Между тем она была не права, Тоот по-своему следил за происходящим, видел даже больше, чем его супруга. Так, он заметил, что комитатская администрация стала вдруг удивительно проворной. Оторвется на мосту какая-нибудь планка — на другой день исправник уже тут как тут, новую велит ставить; балясина опрокинется на обрыве — исправник появляется, словно вечно бодрствующее провидение, распоряжается, чтоб заменили новой; выбоина на дороге образуется — он мигом оказывается в Рекеттеше, засыпать ее приказывает; случится честная драка в корчме у Ицика (а они там всегда случаются), на следующий день следствие начинается, — словом, исправник отыскивает тысячи предлогов, не одно, так другое дело себе находит в Рекеттеше и останавливается всегда у Тоотов.
Все так, но это говорит пока лишь о том, что исправник интересуется Мари. Это еще ничего не значит. И другие кавалеры ради нее в Рекеттеш ездят. Но есть другой подозрительный симптом, замеченный Тоотом: до сих пор кавалеров всегда прибавлялось, а сейчас они постепенно начинают убывать. Ясно, они заметили нечто, подорвавшее их шансы, нечто, уже существующее, что устанавливается чутьем и наблюдательностью, ибо любовь глазастее и чувствительнее к тому, что должно произойти, чем даже биржа. Зачем же господину Михаю Тооту ломать голову в догадках, когда признаки и так говорят достаточно ясно?
То есть даже в признаках нет нужды. Об этом шушукается и сплетничает вся округа. Еще весной, когда губернатор пригласил господина Тоота на какое-то собрание, он услышал от знакомых не один добродушный намек. После собрания он удостоился чести быть званым к губернатору на обед.
— Самый узкий семейный круг. Никаких церемоний. Будет только суп да мясо.
Господин Тоот пытался отговориться, ему, мол, нужно побеседовать еще с директором ссудосберегательной кассы, который тем временем вышел из зала заседания и торопливо спускался по лестнице.
— Бегите за ним, Малинка, — быстро нашелся губернатор, — пригласите от моего имени и его. Не могу я подобную отговорку принять.
Господин Тоот теперь уж ничего не мог возразить и отдался на произвол судьбы, хотя с большей охотой поел бы луку в самой распоследней харчевне, чем в баронской семье манну небесную: его всегда в пот кидало, когда приходилось обеими руками ножом и вилкой орудовать, — так до смерти и не смог к этому привыкнуть.
Обед был на самом деле интимным: кроме домашних, на нем присутствовали только супруги Хомлоди да директор ссудосберегательной кассы Тимофей Уль, которого Малинка поймал у ворот.
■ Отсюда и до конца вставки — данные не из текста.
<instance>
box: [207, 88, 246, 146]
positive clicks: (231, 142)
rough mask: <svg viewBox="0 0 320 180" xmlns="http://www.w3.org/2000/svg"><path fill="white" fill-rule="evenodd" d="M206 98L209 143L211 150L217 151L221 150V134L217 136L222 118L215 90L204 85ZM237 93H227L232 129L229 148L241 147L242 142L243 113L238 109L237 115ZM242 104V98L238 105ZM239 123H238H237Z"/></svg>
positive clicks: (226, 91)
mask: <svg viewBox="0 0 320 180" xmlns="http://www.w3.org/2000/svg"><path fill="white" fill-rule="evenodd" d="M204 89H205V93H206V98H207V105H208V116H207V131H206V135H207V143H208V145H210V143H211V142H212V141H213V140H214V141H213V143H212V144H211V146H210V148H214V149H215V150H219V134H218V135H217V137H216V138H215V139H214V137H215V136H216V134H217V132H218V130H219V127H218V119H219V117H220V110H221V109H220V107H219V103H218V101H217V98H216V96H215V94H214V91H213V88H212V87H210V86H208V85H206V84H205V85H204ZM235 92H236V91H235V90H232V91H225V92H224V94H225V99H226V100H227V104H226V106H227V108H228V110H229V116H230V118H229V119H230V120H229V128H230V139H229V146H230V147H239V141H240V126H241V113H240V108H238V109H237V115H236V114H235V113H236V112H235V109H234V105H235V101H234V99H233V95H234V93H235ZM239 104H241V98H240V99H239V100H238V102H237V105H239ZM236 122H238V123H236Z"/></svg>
Обед был отличный, но господин Тоот так никогда и не смог рассказать, что ему подавали, хотя госпожа Кристина дома пилила его несколько недель подряд, пытаясь расшевелить его память. «Да ты подумай, подумай хорошенько, ведь ты живой человек, быть того не может, чтобы не вспомнил». А он так и не вспомнил, хотя о том, что дамы были с ним очень внимательны и любезны, не забыл; ее высокопревосходительство (какое же милое, прелестное существо!) посулила в самое ближайшее время осмотреть мезернейский «Пансион св. Себастьяна» и, воспользовавшись случаем, познакомиться с семейством господина Тоота.